- Directed by: Bandi Ramesh
- Written by: Bandi Ramesh
- Dialogue by: Chintapalli Ramana
- Produced by: Ch. Mallikharjuna Rao
- Starring: Sivaji; Ali; Sri Harsha; Navin; Amritha; Nivi;
- Cinematography: Vijay Kumar C.
- Edited by: Kola Bhaskar
- Music by: Shashi Preetam
- Production company: Matha Productions
- Release date: 13 April 2002;
- Country: India
- Language: Telugu

= Friends (2002 film) =

Friends is a 2002 Indian Telugu-language film directed by Bandi Ramesh and starring Sivaji, Ali, Sri Harsha, Navin, Amritha and Nivi.

== Soundtrack ==
The music was composed by Shashi Preetam.
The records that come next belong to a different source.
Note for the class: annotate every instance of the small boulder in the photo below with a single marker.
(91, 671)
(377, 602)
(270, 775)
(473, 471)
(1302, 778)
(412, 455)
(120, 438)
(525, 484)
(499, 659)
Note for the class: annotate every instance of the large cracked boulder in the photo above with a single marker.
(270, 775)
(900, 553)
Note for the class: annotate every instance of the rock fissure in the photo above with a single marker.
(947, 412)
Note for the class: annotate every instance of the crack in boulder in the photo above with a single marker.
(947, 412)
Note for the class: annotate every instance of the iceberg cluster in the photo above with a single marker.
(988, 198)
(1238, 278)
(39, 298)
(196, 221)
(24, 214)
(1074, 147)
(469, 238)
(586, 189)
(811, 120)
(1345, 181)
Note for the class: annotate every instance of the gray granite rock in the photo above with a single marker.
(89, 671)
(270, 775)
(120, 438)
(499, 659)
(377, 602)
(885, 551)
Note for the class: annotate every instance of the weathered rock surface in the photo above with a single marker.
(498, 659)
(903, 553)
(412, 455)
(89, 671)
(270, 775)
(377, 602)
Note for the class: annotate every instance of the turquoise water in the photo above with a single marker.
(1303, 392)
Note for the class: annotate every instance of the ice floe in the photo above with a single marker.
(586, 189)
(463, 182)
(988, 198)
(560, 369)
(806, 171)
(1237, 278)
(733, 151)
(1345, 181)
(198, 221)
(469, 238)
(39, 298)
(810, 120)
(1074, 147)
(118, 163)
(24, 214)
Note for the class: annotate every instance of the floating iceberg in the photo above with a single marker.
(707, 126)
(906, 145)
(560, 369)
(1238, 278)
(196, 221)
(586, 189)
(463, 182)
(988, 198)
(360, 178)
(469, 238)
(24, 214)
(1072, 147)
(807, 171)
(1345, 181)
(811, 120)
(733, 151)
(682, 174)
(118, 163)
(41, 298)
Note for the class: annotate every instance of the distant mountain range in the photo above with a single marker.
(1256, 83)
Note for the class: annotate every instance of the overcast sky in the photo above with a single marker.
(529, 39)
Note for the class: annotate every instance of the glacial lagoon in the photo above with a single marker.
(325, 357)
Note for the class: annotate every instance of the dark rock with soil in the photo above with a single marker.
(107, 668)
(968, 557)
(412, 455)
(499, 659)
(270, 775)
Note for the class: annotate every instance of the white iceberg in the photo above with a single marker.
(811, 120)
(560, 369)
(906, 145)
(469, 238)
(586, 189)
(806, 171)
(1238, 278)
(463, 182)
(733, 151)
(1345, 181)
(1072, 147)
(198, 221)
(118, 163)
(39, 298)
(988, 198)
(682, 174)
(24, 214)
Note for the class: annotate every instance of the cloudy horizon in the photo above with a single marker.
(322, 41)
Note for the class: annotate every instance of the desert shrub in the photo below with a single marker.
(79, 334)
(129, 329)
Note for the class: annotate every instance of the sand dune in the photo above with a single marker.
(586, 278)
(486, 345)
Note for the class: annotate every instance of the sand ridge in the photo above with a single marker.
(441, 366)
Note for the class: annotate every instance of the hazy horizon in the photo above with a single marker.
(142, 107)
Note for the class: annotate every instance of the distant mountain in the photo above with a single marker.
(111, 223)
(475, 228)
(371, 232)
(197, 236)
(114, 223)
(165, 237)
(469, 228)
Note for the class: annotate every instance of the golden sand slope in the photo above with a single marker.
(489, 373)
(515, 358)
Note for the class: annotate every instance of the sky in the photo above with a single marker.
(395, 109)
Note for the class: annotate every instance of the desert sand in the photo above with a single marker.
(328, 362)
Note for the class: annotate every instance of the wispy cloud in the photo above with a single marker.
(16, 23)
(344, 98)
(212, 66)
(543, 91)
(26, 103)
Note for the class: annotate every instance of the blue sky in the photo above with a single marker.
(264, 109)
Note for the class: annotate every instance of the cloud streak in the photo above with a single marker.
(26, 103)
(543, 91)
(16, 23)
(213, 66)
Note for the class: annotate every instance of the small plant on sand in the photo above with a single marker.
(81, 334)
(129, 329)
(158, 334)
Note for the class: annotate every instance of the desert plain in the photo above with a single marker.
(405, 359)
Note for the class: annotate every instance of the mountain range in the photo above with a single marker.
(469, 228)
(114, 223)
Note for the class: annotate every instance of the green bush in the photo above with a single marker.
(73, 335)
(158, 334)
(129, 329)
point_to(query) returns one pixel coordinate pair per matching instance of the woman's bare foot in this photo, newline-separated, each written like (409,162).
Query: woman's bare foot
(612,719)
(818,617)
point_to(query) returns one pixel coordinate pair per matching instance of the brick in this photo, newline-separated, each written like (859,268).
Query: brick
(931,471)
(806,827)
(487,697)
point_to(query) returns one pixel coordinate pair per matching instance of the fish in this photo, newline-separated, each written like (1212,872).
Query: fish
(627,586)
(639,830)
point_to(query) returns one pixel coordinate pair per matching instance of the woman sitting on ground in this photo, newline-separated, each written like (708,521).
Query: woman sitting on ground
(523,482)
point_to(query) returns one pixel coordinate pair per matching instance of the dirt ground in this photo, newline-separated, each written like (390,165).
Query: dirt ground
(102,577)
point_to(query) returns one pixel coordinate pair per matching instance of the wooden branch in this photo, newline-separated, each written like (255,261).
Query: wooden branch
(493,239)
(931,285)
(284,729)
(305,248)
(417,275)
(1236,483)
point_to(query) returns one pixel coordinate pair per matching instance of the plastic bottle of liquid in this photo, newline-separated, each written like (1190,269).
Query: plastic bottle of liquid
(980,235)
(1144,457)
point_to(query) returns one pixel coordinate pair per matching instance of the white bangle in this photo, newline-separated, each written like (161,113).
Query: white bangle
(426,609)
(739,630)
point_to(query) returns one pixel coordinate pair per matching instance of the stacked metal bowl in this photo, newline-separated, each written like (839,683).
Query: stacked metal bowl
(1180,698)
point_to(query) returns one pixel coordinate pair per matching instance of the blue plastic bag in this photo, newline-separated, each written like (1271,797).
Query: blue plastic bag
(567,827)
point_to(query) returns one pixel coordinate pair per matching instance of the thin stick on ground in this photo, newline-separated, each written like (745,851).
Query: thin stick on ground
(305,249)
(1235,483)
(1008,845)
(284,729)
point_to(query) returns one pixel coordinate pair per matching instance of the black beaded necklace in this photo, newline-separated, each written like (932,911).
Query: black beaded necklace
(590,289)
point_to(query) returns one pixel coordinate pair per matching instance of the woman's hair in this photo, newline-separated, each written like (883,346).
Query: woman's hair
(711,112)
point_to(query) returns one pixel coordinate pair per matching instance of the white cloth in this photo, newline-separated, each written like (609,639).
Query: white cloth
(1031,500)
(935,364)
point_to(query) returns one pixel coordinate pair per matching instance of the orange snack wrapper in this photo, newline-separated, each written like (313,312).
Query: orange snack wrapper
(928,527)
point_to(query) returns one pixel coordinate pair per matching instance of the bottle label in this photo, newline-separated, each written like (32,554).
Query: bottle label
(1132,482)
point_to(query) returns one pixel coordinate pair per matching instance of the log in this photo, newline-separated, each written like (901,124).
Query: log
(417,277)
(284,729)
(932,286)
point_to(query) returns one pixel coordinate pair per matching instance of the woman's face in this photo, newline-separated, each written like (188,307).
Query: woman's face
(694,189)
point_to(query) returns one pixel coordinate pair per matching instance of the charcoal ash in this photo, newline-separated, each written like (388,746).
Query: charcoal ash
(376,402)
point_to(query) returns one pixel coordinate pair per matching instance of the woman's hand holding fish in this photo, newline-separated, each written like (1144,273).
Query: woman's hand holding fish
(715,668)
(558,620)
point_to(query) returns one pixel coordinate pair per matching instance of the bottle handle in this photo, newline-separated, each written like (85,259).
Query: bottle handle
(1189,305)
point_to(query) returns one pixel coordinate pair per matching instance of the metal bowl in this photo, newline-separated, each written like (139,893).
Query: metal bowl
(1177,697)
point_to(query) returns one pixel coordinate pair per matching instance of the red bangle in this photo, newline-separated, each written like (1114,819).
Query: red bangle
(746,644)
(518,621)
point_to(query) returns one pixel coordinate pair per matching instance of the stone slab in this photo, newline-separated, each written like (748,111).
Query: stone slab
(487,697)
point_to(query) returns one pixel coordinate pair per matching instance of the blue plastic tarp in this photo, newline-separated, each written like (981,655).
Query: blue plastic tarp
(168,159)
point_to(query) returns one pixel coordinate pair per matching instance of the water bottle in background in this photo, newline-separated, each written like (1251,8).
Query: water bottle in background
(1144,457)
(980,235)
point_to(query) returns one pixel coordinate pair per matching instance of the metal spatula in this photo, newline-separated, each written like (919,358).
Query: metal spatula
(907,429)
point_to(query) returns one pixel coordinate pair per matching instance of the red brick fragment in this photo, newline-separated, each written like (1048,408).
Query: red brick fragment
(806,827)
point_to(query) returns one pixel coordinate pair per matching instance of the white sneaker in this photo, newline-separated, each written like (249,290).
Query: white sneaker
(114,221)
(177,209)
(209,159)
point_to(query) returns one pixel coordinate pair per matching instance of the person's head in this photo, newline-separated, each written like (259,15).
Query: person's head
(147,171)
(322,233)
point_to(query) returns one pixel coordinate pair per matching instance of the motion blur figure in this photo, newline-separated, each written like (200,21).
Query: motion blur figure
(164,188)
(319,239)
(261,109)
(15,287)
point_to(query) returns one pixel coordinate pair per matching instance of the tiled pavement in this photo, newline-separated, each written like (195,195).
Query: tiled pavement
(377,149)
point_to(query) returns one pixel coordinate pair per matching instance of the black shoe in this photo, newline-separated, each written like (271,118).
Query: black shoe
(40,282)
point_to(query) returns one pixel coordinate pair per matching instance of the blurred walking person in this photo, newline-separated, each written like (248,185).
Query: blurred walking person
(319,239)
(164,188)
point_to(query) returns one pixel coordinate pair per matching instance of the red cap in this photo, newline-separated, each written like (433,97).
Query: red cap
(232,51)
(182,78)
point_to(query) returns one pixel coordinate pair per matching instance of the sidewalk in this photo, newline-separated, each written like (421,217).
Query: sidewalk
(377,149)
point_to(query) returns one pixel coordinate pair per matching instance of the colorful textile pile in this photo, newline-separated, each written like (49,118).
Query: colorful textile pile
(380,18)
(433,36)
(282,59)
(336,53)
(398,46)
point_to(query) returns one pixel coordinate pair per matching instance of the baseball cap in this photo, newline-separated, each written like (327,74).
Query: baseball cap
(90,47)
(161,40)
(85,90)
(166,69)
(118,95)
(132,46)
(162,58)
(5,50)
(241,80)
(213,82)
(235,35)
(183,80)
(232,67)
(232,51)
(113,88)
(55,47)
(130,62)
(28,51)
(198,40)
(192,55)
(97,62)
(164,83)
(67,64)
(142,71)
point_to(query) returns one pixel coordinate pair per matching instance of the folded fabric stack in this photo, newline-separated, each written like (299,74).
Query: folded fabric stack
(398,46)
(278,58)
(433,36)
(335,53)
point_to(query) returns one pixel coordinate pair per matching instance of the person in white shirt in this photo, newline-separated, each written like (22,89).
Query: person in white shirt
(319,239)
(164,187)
The lyrics were written by Bhuvana Chandra, Kulasekhar, Venigalla Rambabu, and Vijayaditya.

Track listing
| No. | Title | Singer(s) | Length |
|---|---|---|---|
| 1. | "Be Happy Be Happy" |  | 3:41 |
| 2. | "Sneham Sneham" | S. P. Balasubrahmanyam | 0:54 |
| 3. | "Matthuga Chuse Javaraala" | Mano | 2:46 |
| 4. | "Neekai Kalala Kallu Thericha" | S. P. Balasubrahmanyam | 4:15 |
| 5. | "Bhale Kurrallu" |  | 4:01 |
| Total length: |  |  | 15:39 |

== Reception ==
A critic from The Hindu wrote that "It is more a time pass drama, but for those last few reels. The dialogue and scenic structure are meant more for entertainment". A critic from Idlebrain.com rated the film 2 1/2 out of 5 and wrote that "The story of the film is good. Bandi Ramesh, the director, did the justice in portraying friendship in a very believable way. But the director failed to maintain the grip on the film throughout".